The potential Chinese tariff on U.S. soybeans could have one of the biggest financial impacts on U.S. farmers. Currently, the U.S. exports about half of the annual soybean production, with China accounting for about 60 percent of the total U.S. soybean exports. Nearly one-third of annual U.S. soybean production is exported to China, with those exports totaling nearly $14 billion in 2017. China also accounts for about 80 percent of U.S. sorghum exports, as well as smaller amounts of corn and wheat. China does import some ethanol and DDG’s from the U.S., which could be affected by the added tariffs.
After the Chinese announcement regarding the potential added soybean tariffs, soybean futures on the Chicago Board of Trade were down over 50 cents per bushel, but prices have stabilized since the initial announcement of he added tariffs. Soybean producers worry about the potential market price impacts if China were to actually implement the proposed additional 25 percent tariff on U.S. soybeans.

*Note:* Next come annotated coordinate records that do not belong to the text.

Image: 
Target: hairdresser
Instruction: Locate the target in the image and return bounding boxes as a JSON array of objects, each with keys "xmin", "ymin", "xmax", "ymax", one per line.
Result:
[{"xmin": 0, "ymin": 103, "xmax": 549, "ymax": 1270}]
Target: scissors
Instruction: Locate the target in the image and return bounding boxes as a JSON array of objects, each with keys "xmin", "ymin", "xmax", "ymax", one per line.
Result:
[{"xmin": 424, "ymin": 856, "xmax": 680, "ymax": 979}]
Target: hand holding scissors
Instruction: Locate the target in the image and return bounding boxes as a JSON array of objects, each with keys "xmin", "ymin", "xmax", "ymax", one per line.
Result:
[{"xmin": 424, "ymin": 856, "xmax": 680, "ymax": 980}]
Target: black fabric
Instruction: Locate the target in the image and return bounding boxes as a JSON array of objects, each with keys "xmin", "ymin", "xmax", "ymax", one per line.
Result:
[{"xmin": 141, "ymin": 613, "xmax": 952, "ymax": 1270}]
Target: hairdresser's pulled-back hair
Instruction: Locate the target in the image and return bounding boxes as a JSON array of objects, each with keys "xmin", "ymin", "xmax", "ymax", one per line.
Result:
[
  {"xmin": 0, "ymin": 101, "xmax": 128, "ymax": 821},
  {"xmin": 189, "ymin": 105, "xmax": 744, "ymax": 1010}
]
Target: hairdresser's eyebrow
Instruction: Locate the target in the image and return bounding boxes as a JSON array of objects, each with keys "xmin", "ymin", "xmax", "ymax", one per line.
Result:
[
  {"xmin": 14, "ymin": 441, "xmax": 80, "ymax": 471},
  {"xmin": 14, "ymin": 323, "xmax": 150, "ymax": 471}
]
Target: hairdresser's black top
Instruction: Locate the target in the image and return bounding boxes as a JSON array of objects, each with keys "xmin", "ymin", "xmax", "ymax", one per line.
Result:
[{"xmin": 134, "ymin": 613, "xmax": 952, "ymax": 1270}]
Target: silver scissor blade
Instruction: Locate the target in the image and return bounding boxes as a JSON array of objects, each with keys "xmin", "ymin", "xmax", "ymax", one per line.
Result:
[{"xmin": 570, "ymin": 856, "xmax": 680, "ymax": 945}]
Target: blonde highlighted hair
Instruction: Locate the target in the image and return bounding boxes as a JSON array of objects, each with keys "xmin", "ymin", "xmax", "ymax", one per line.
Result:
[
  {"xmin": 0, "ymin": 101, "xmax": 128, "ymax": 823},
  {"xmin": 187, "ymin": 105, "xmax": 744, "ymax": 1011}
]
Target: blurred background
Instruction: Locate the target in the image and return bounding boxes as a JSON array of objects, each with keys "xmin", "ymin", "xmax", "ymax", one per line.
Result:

Some grain trading experts point out that the timing of these threats toward U.S. soybean imports into China are favorable to the Chinese, because China usually imports a higher percentage of soybeans from South America during the spring and summer months. Soybean imports from the U.S. into China usually increase in the fall, when the U.S. soybean harvest occurs. Most of the soybeans imported into China are processed into soybean meal, which is fed to livestock. Many experts do not feel that China can source enough soybeans from South America and other parts of the world to meet their annual demand for soybeans without importing some U.S. soybeans.
USDA is currently estimating soybean ending stocks at the end of the 2017-18 marketing year to be over 500 million bushels, which would be at the highest level in over a decade. Any significant reduction in soybean exports to China in the next year would likely cause those carryover estimates to increase, which would put more pressure on soybean market prices. Of course, the level of planted soybean acres in the U.S. in 2018, along with the national average yield this year, will also impact the soybean supply and ending carryover level.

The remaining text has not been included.